Тот вагон со свиньями, приписанный к Подольскому мясокомбинату, точно отошел в пользу компании. Селедки в ломтях было принято Кармадоном и товарищами 746 кг, не считая невесомых хвостов. Яиц, вкрутую и недоваренных, 412 тысяч штук, из них, как выяснил Данилов, 82 тысячи порченых. На шпроты, удовлетворившие компанию, ушел улов двух сейнеров. Да и прочие вчерашние лакомства весили много. Узнал Данилов и о продуктах, о принятии которых он не помнил. В частности, выходило, что Данилов вместе с другими скушал вчера четыре килограмма сушеного мотыля. Да и о двадцати килограммах столового маргарина он думал теперь со свирепым урчанием в желудке. «Эка Кармадон нас увлек!»

Данилов понимал, что Валентин Сергеевич в Сокольниках лишь физиономию показал. Почувствовал, что дело его выгорает, и показал. В дни каникул Кармадона на глаза он старался не попадаться, но никуда не сбег, а был тут как тут. Ждал своей минуты. И дождался. И к Наташе, возможно, Кармадона вывел именно Валентин Сергеевич. Возможно. Ну и что из того! В иной день Данилов непременно доказал бы себе, что он погорячился, что Кармадон не виноват, а Валентин Сергеевич его попутал. И что Наташа любезничала с Кармадоном опять же из-за происков Валентина Сергеевича. Теперь, перед поединком, Данилов отводил всякие оправдания. Валентин Сергеевич, наверное, и думал своим явлением смутить Данилова, вызвать в его душе сто голосов, один виноватей другого, тогда Данилов прибыл бы к месту поединка слабым и безвольным, неуверенным в своей правоте. Мишенью, попросту говоря, прибыл бы. Теперь же он думал: Валентин Сергеевич ладно. Но ведь Кармадон — не младенец, не отрок, у него своя голова на плечах, что же он дает себя попутать! Да так уж и дает? Он — ас, он — игрок, он мог и сам ради игры, учуяв Наташу, пойти на риск. Он и по шел… А Наташа… Впрочем, о Наташе Данилов запретил себе думать из чувства самосохранения. Он знал одно: не вызови он Кармадона на поединок, случилась бы беда. Даже если Наташе и было приятно пойти с Кармадоном в беседу, кончилось бы все для нее скверно. Как хотел Данилов обойтись без поединка! Однако не обошелся.

Данилов вздохнул и стал писать письма двум хорошим композиторам и одному хорошему альтисту. Альтиста он просил познакомиться с симфонией Переслегина и в случае, если она ему понравится, исполнить ее. Композиторам, знавшим Данилова, он рекомендовал Переслегина как человека талантливого, но, видимо, робкого и неудачливого. Он хвалил симфонию и полагал, что доброе отношение таких авторитетов к Переслегину могло бы принести пользу музыке…
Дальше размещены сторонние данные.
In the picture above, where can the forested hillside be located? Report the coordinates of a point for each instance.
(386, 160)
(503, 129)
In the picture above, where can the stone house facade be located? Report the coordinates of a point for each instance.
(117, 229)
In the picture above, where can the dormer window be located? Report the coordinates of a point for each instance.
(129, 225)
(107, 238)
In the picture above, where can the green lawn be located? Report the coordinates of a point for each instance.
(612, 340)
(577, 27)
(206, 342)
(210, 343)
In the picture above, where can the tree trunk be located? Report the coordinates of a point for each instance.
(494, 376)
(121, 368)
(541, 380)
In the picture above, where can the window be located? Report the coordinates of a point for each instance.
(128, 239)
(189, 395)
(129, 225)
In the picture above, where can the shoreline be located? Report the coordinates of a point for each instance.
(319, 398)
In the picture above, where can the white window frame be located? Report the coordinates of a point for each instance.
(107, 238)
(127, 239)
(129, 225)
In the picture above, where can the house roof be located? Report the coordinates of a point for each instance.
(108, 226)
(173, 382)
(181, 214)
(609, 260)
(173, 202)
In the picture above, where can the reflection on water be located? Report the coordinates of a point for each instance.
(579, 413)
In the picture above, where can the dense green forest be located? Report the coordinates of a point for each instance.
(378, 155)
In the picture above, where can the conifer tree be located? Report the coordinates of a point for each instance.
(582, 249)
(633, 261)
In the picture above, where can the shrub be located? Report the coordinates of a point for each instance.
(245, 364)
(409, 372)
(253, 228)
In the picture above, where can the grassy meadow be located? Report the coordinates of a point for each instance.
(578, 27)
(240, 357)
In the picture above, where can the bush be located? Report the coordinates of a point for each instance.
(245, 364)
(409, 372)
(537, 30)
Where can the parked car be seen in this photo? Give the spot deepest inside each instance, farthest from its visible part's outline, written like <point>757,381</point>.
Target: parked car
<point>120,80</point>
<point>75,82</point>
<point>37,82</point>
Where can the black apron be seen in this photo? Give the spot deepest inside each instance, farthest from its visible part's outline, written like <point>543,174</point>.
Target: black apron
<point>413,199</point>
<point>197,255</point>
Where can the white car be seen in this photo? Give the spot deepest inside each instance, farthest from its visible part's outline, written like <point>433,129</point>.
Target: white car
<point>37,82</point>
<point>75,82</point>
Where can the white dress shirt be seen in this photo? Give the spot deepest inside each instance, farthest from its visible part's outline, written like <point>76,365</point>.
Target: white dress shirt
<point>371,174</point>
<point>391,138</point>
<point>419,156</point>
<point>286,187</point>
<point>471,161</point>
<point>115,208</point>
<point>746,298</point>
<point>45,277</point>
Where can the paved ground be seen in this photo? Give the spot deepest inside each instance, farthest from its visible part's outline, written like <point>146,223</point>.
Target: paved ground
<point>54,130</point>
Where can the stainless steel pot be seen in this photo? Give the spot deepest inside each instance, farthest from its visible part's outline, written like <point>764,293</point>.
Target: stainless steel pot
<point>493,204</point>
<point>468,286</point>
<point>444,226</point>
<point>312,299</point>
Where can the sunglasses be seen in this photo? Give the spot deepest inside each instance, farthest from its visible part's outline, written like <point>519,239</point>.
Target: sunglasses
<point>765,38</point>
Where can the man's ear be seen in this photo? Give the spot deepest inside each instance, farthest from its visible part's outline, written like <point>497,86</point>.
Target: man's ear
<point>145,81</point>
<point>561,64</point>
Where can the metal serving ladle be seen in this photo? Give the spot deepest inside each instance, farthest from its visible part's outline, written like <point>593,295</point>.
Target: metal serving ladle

Тихо, откуда-то снизу, постучали по системе водяного отопления. Секундант обращал внимание Данилова на то, что до поединка осталось два часа.

Данилов хотел было в записке скрипачу Коле Михайловскому отказаться от поездки в Калугу с молодежным секстетом и тенором Палладиным. Однако посчитал, что если не сможет поехать в Калугу, то Михайловский и без записки узнает об этом.

С секундантом у Данилова были трудности. Откуда брать-то его? А Кармадон желал соблюсти все требования протокола. По правилам своего договора Данилов на Земле ни с кем из демонов знаться не мог. Он был прикреплен к домовым. Ну что ж, домовой так домовой, передал на Землю Кармадон, при этом Данилов ощутил, как Кармадон скривился.

А кого брать из домовых? Годились ли они в секунданты?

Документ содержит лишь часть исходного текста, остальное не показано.